Source: Southern Living
I have been meaning to read this book for years...probably since I watched and loved the movie years ago. My sister read it a while ago, and she, knowing my taste in books, said I should definitely read it. She actually did a guest blog on it back in June. You should go back and read her post if you have the time. It's really good. Finish mine first thought :)
As for my thoughts on the book...She was right. I really really liked this book, and oh how different it is than the movie. My favorite character was sweet Mrs. Threadgoode. Her simple honest way of telling her life story to poor discouraged Evelyn won my heart early in the book, and although I liked Idgie, I found myself at times getting aggravated with her. What I did admire so much about Idgie was her acceptance of everyone...white, black, male, female, rich or hobo...she treated everyone the same, and she understood that everyone has problems and makes mistakes in life. Another of my favorite characters is Smokey Lonesome simply because I'm a sucker for undying love. It gets me every time.

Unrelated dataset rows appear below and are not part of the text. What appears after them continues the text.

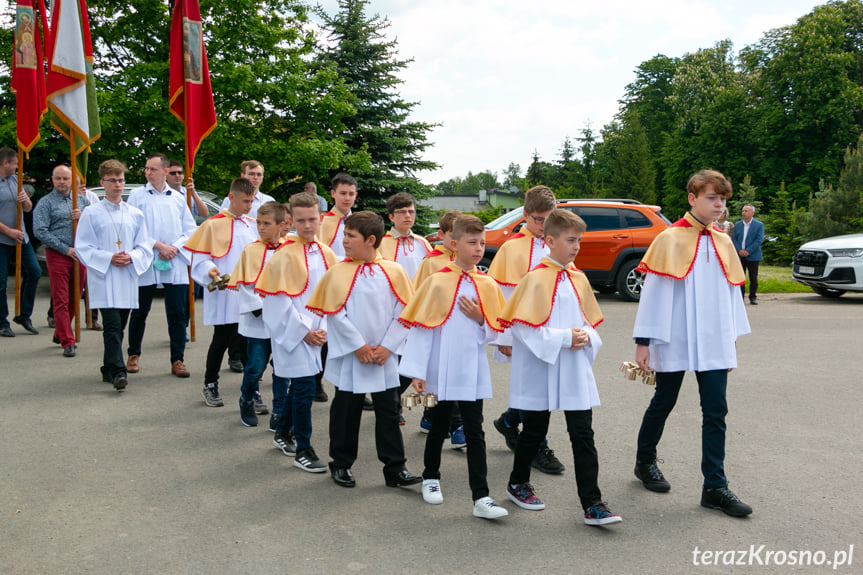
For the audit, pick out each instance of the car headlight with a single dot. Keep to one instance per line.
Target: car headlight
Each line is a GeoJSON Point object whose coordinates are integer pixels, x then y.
{"type": "Point", "coordinates": [846, 253]}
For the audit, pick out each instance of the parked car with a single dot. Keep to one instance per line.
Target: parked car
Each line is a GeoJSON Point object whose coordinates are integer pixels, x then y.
{"type": "Point", "coordinates": [211, 200]}
{"type": "Point", "coordinates": [831, 266]}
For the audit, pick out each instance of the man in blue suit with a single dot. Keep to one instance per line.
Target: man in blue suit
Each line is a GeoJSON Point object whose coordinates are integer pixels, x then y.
{"type": "Point", "coordinates": [748, 235]}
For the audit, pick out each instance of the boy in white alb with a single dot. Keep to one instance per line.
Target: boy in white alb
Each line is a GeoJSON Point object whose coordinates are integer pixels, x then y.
{"type": "Point", "coordinates": [296, 333]}
{"type": "Point", "coordinates": [689, 318]}
{"type": "Point", "coordinates": [332, 230]}
{"type": "Point", "coordinates": [445, 355]}
{"type": "Point", "coordinates": [362, 298]}
{"type": "Point", "coordinates": [552, 314]}
{"type": "Point", "coordinates": [217, 246]}
{"type": "Point", "coordinates": [272, 223]}
{"type": "Point", "coordinates": [112, 242]}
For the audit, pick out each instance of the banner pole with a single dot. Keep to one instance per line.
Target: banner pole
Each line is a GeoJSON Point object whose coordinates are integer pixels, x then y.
{"type": "Point", "coordinates": [19, 226]}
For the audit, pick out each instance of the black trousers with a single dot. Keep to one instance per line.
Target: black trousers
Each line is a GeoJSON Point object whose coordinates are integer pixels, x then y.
{"type": "Point", "coordinates": [225, 337]}
{"type": "Point", "coordinates": [113, 325]}
{"type": "Point", "coordinates": [346, 411]}
{"type": "Point", "coordinates": [586, 461]}
{"type": "Point", "coordinates": [477, 468]}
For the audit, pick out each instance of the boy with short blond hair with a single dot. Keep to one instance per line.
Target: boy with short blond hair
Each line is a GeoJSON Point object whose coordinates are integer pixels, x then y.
{"type": "Point", "coordinates": [689, 318]}
{"type": "Point", "coordinates": [271, 223]}
{"type": "Point", "coordinates": [332, 230]}
{"type": "Point", "coordinates": [445, 355]}
{"type": "Point", "coordinates": [217, 245]}
{"type": "Point", "coordinates": [517, 256]}
{"type": "Point", "coordinates": [362, 298]}
{"type": "Point", "coordinates": [553, 315]}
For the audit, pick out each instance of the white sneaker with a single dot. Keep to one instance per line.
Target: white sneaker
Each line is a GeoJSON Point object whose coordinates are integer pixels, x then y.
{"type": "Point", "coordinates": [488, 509]}
{"type": "Point", "coordinates": [431, 491]}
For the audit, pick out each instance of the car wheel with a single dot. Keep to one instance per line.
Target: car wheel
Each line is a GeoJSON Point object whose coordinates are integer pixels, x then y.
{"type": "Point", "coordinates": [828, 292]}
{"type": "Point", "coordinates": [629, 281]}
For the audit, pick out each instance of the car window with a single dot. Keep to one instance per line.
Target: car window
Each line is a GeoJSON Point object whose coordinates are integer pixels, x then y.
{"type": "Point", "coordinates": [635, 219]}
{"type": "Point", "coordinates": [599, 218]}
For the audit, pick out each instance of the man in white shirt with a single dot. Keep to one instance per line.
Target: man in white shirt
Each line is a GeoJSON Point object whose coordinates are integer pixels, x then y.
{"type": "Point", "coordinates": [169, 224]}
{"type": "Point", "coordinates": [253, 171]}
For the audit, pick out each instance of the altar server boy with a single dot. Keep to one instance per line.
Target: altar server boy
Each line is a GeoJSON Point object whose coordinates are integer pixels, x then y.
{"type": "Point", "coordinates": [272, 222]}
{"type": "Point", "coordinates": [362, 298]}
{"type": "Point", "coordinates": [332, 230]}
{"type": "Point", "coordinates": [217, 245]}
{"type": "Point", "coordinates": [400, 244]}
{"type": "Point", "coordinates": [552, 314]}
{"type": "Point", "coordinates": [689, 317]}
{"type": "Point", "coordinates": [112, 242]}
{"type": "Point", "coordinates": [296, 333]}
{"type": "Point", "coordinates": [452, 316]}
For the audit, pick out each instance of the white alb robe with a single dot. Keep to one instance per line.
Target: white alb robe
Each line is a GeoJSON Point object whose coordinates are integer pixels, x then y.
{"type": "Point", "coordinates": [692, 323]}
{"type": "Point", "coordinates": [288, 321]}
{"type": "Point", "coordinates": [451, 358]}
{"type": "Point", "coordinates": [222, 307]}
{"type": "Point", "coordinates": [170, 222]}
{"type": "Point", "coordinates": [546, 375]}
{"type": "Point", "coordinates": [370, 316]}
{"type": "Point", "coordinates": [110, 286]}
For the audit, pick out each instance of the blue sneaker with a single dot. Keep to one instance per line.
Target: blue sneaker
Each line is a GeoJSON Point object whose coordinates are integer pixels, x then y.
{"type": "Point", "coordinates": [457, 439]}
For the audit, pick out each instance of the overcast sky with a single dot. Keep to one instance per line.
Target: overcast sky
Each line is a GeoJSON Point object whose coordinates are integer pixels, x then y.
{"type": "Point", "coordinates": [507, 77]}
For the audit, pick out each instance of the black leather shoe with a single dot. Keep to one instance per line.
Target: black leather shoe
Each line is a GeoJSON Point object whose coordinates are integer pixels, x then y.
{"type": "Point", "coordinates": [402, 479]}
{"type": "Point", "coordinates": [26, 324]}
{"type": "Point", "coordinates": [342, 476]}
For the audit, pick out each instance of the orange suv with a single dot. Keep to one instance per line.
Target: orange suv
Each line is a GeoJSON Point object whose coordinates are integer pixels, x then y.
{"type": "Point", "coordinates": [618, 233]}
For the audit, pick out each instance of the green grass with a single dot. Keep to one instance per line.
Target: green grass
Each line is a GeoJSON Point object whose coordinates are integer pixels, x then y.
{"type": "Point", "coordinates": [777, 279]}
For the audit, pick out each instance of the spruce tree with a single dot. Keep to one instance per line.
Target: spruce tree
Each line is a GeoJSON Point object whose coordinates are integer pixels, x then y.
{"type": "Point", "coordinates": [367, 62]}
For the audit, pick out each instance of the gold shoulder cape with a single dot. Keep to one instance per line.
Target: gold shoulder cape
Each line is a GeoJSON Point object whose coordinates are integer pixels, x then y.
{"type": "Point", "coordinates": [332, 292]}
{"type": "Point", "coordinates": [512, 262]}
{"type": "Point", "coordinates": [214, 236]}
{"type": "Point", "coordinates": [435, 301]}
{"type": "Point", "coordinates": [435, 260]}
{"type": "Point", "coordinates": [248, 268]}
{"type": "Point", "coordinates": [530, 303]}
{"type": "Point", "coordinates": [329, 226]}
{"type": "Point", "coordinates": [673, 252]}
{"type": "Point", "coordinates": [389, 245]}
{"type": "Point", "coordinates": [287, 272]}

I liked how the story was told in short little snippets. It really gives you the feel of someone telling you their story as the memories flood in, not necessarily in chronological order. There were parts of the book that were from "The Weems Weekly: Whistlestop, Alabama's Weekly Bulletin" written by Dot Weems. I always found these very entertaining, and so indicative of small town life. I think it was unique way to convey information from a different point of view.
This is book number three for the Southern Belle Reading Challenge which I am participating in for the month of September. This challenge is hosted by Brenda Gail over at Curling Up With a Good Book. My goal for this challenge is four books. It's looking like I may be able to do even more than that. It's been really fun!